More from the critics
The Ice Bucket Challenge has been under fire from other critics, too. Concern has been cited over whether the campaign trivialises something serious, and encourages people to simply do one superficial, unrelated activity, rather than get involved in ongoing and meaningful charitable activities. Tom Peck from the UK’s Independent newspaper points out that many of the celebrities failed to even mention ALS or the aim of the challenge in their clips.
As with any dare or challenge, there are those that want to do it bigger and better than their peers. Exposing the body to extreme cold is not without adverse health implications, more serious for some than others. Dr JVS Vidya Sagar, head of department of orthopaedics and sports medicine at Aware Global Hospitals, said, “The biological activity of the cell stops at low temperatures. There could also be risk of breathing difficulties. Being exposed to prolonged cold can result in shock and harm people with heart problems or airway diseases such as asthma and can also lead to sudden death.” Dr. Brian O’Neill of the Detroit Medical Center also advises that participants should proceed with caution to avoid the significant dangers inherent in having cold water thrown over the face and head. There have already been injuries, and two deaths: the first from a 40-year-old in New Zealand who went into cardiac arrest, and the second, a teenager from Scotland, who appeared to be trying to do it bigger and better.
Stop now – it’s all going to end in tears!
How many times did your mother say that to you when you were having fun as a child? And how many times was she right? Let’s do this right and save ourselves the tears. With the right pressure from all of us applied in the right places, this campaign, which started with utterly good intentions, can be a roaring success – in the way it was intended. To look for ways to prevent, alleviate and cure ALS.
Surely, we don’t need to waste such a precious commodity as water to donate to just causes?
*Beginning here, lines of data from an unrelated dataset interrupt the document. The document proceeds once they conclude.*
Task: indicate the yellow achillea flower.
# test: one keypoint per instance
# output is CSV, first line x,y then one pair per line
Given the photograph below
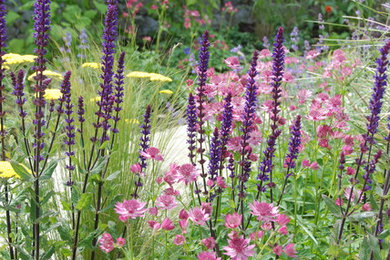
x,y
14,58
166,91
95,99
151,76
7,171
159,77
48,73
132,121
138,74
93,65
52,94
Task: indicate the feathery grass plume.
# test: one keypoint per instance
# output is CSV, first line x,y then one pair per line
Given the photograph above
x,y
204,56
375,106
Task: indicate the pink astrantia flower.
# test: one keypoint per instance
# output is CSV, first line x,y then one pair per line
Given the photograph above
x,y
256,235
130,209
166,202
290,251
179,240
167,224
221,182
154,224
135,168
198,216
366,207
264,211
106,243
209,242
152,153
278,250
208,256
233,220
120,241
239,248
187,173
183,214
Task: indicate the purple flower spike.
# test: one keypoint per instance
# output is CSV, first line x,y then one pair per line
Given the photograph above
x,y
119,76
18,92
378,92
247,125
107,101
41,35
226,127
295,142
145,132
215,155
191,127
80,110
277,76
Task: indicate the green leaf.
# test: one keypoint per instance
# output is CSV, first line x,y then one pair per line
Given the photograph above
x,y
384,234
113,176
374,246
364,249
49,253
48,172
331,205
101,7
11,17
22,171
90,13
85,201
362,215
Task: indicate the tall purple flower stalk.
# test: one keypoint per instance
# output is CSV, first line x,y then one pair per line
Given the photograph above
x,y
191,127
226,127
215,157
293,151
144,144
247,124
119,76
3,132
375,106
266,165
109,37
41,38
204,56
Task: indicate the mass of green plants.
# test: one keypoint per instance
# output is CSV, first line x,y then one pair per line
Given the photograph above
x,y
194,129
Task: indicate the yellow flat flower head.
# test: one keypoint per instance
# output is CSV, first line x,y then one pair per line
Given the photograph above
x,y
13,58
93,65
132,121
52,94
159,77
166,91
138,74
95,99
48,73
7,171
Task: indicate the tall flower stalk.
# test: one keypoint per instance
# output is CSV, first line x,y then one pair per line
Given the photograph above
x,y
204,56
41,35
266,166
375,106
3,132
246,129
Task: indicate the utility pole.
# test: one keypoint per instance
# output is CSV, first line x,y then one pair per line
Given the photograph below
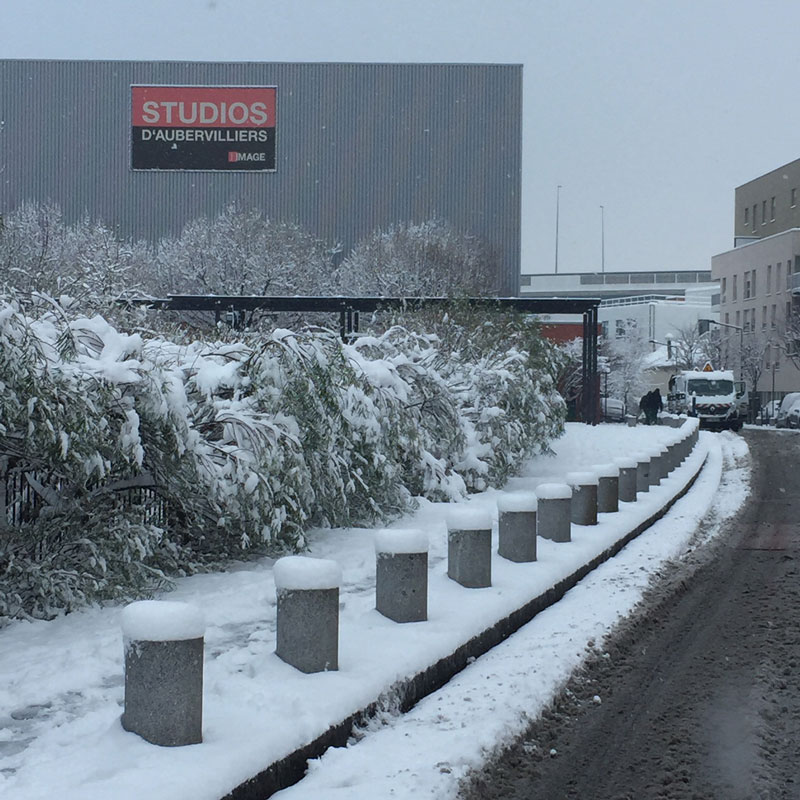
x,y
558,198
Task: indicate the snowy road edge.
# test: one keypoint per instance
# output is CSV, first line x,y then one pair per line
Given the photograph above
x,y
406,693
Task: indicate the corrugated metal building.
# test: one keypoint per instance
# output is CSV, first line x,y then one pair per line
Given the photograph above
x,y
358,146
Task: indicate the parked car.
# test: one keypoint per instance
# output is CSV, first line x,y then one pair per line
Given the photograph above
x,y
613,409
770,411
782,417
793,417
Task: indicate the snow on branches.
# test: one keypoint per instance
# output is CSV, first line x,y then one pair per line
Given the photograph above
x,y
138,458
There are too many places in the world where water is at a premium. And surely we can afford to spend the time getting properly educated about what’s out there and working for ALS, instead of watching clip after clip of the same thing?
Call to Action
If you’re still determined you want to take part in the ice bucket challenge, please remember to include a reason why you’re doing it and how and where to donate in your clip. Better still, post a link to more information on ALS alongside your video clip so you can raise awareness and educate your followers
Donate 30 mins of your time to educate yourself about ALS by looking at different sources of published and peer-reviewed research – don’t just focus on the studies listed on the ALS/NMD websites. What’s important is to look at all the ways we can reduce the morbidity (disease) and mortality (death) associated with the disease. Greenmedinfo.com is a good place to start because they’ve done the hard work for you!
Consider sharing your resources by getting involved in some ongoing, meaningful charity work. It doesn’t have to be money – time, networking, creative endeavours and fundraising are all incredibly useful
If you are able and willing to donate money, then do your research and follow the money to see where and how it’ll be used by the charity. There are plenty of small charities that are really doing an amazing job out there, often in terrible and desperate circumstances. They don’t have huge rafts of staff or massive executive salaries, but are at the coalface of human, animal and environmental suffering on a daily basis. And they really need us!